The subject does not eat food, he only bathes and partakes of honey. After a month he only excretes honey and death follows. His fellow men place him in a stone coffin filled with honey in which he macerates. —Tao Jincheng, Record After Retiring from Plowing
I am conversant in this emergency
room of night, present-minded
as a cricket. I can sound like hair
& say my what a test or this
is a gesture night makes
filling out my contract with the bees—
but what crock, talking.
I’m going to sit here and wait
for the specialists.
I want to ask what happens
to my body if I leave it like that,
bathing in honey, how long
before it feels itself go
quiet. Will it learn to breathe
its own lung melt, the muscles
in their moving slide.
This is the new kind of quiet
that the eyes, too, they do.
I wonder will it be nothing
at all. For how long.
What I’m asking is
the world—is it a honey one
I wonder. I have some dreams.
The dream of being useful to a woman
is made of that kind of honey.
That you can have me
in a bottle, scrub me in your hair & oh
you can use me for all sorts of things.
During our time here nothing much
will be talked about.
I will come to some camera
in the desert of your making & speak.
I remember getting in the car.
This is my country full of pairs.
I made this. It can be scary
like if you’ve seen a variety of women
violins or sand.
Here is an analogy: A cricket feels
the grass growing
on the lawn & doesn’t dislike
or like me.
Words are turkeys in the sky
you pack up.
Leave Indiana.

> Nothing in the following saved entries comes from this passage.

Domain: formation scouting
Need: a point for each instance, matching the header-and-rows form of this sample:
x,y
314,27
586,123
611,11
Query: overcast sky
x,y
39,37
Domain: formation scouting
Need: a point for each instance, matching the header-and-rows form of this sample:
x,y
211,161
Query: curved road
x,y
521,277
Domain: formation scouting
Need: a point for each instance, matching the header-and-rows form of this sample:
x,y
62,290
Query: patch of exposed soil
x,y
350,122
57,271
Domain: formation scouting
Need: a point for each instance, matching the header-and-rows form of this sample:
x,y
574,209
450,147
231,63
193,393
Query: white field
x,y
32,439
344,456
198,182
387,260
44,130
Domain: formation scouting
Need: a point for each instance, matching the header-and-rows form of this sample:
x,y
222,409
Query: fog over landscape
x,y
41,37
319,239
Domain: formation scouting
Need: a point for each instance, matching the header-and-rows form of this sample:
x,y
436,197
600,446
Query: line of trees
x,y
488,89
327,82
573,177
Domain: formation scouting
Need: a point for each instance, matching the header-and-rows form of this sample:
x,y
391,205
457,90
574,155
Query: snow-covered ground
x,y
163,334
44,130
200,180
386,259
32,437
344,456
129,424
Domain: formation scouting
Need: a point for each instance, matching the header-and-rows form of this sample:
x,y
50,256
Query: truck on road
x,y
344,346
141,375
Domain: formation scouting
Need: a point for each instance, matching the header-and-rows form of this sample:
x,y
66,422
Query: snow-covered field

People there are old as you
tell me they are.
Some people I know are forming a prison.
You don’t lie to the lieutenant
the lieutenant lies to you
is a kind of thing you learn there.
They teach you to make the day
into a wrist of small crimes.
A straw hat full of California dimes.
You can see the world from all fours,
your hands tied with a towel — for a while
it looks right that way, ass up.
That’s because your brain is filled with blood.